Ричард стоял у окна. На его суровом лице застыли столь хорошо знакомые мне жесткие складки. Могу сказать, что в тот момент его мысли меньше всего на свете были заняты моей персоной.
– Какого черта ты здесь? – устало спросил он.
Это был не тот прием, какого бы мне хотелось, но иного я и не заслуживала.
– Извини, – сказала я. – Но я не могла уже оставаться там, после того как ты уехал. Если что-то должно случиться – а я знаю, что так и будет, – я хочу все разделить с тобой. Я имею в виду опасность и все последствия.
Он хмыкнул и бросил мне на колени бумагу.
– Опасности не будет – ни для тебя, ни для меня. Может, в конечном счете и хорошо, что ты приехала. Мы отправимся на запад вместе.
– Что ты хочешь этим сказать? – спросила я.
– Вот письмо. Можешь его прочесть, – сказал он. – Это копия послания, только что отправленного мною Совету принца, в котором я сообщаю, что подаю в отставку и оставляю армию его величества. Они получат его через час.
Я ответила не сразу. Я сидела, сохраняя невозмутимое спокойствие.
– Что это значит? – спросила я наконец. – Что случилось?
Он подошел к огню и остановился, заложив руки за спину.
– Вернувшись из Менебилли, я тут же отправился к ним. Я сказал, что если они хотят спасти Корнуолл и принца, то им следует назначить Верховного главнокомандующего. Люди дезертируют сотнями, дисциплины больше не существует. Это было бы единственной надеждой, последним шансом. Они поблагодарили меня. Сказали, что изучат этот вопрос. Я уехал. На следующее утро я отправился в Ганнислейк и Каллингтон, осмотрел укрепления. И там я отдал приказ одному пехотному полковнику взорвать мост, когда в том возникнет необходимость. Он оспорил мое распоряжение, заявив, что получил приказ совершенно иного свойства.
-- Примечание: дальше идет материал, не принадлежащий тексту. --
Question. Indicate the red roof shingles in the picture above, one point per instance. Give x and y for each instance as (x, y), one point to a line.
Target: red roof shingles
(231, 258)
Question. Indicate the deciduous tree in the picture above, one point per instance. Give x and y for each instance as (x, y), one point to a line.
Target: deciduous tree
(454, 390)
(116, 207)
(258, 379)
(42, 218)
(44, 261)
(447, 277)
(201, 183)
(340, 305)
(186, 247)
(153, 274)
Тебе не хочется узнать его имя?
Я ничего не сказала. Какое-то врожденное чутье подсказало мне его.
– Это твой брат, Робин Харрис, – произнес Ричард. – Он даже осмелился примешать твое имя к военным делам. «Я не стану исполнять приказы человека, – заявил он, – который погубил жизнь и репутацию моей сестры. Мой командир – сэр Джон Дигби, а он распорядился оставить этот мост в целости».
Какое-то мгновение Ричард смотрел на меня, а затем принялся шагать взад-вперед по ковровой дорожке перед камином.
– Просто в голове не укладывается, – сказал он. – Такая глупость, такое невежество! То, что он твой брат и примешивает личную ссору к делу служения королю, – плевать. Но оставить мост Фэрфаксу, иметь наглость заявить мне, Гренвилу, что Джон Дигби знает дело лучше меня…
Я представила Робина: раскрасневшийся, с бьющимся сердцем, распираемый праведным гневом, он думал – бедный мой глупыш, – что, бросая вызов своему командиру, он в какой-то мере защищает меня и унижает – довольно-таки нелепо – соблазнителя своей сестры.
– А что потом? – спросила я. – Ты виделся с Дигби?
– Нет, – ответил Ричард. – Какой смысл? Он бы бросил мне вызов, как это сделал твой брат. Я вернулся сюда, в Лонстон, чтобы получить от Совета полномочия Верховного главнокомандующего и затем продемонстрировать свою власть всей армии, а Дигби с твоим братом пусть катятся ко всем чертям!
– И ты их получил?
Он наклонился над столом и, схватив небольшой кусок пергамента, сунул его мне в нос.
– Совет принца, – прочитал он, – назначает лорда Гоптона Верховным командующим войсками его величества на западе и высказывает пожелание, чтобы сэр Ричард Гренвил служил под его началом как генерал-лейтенант пехоты.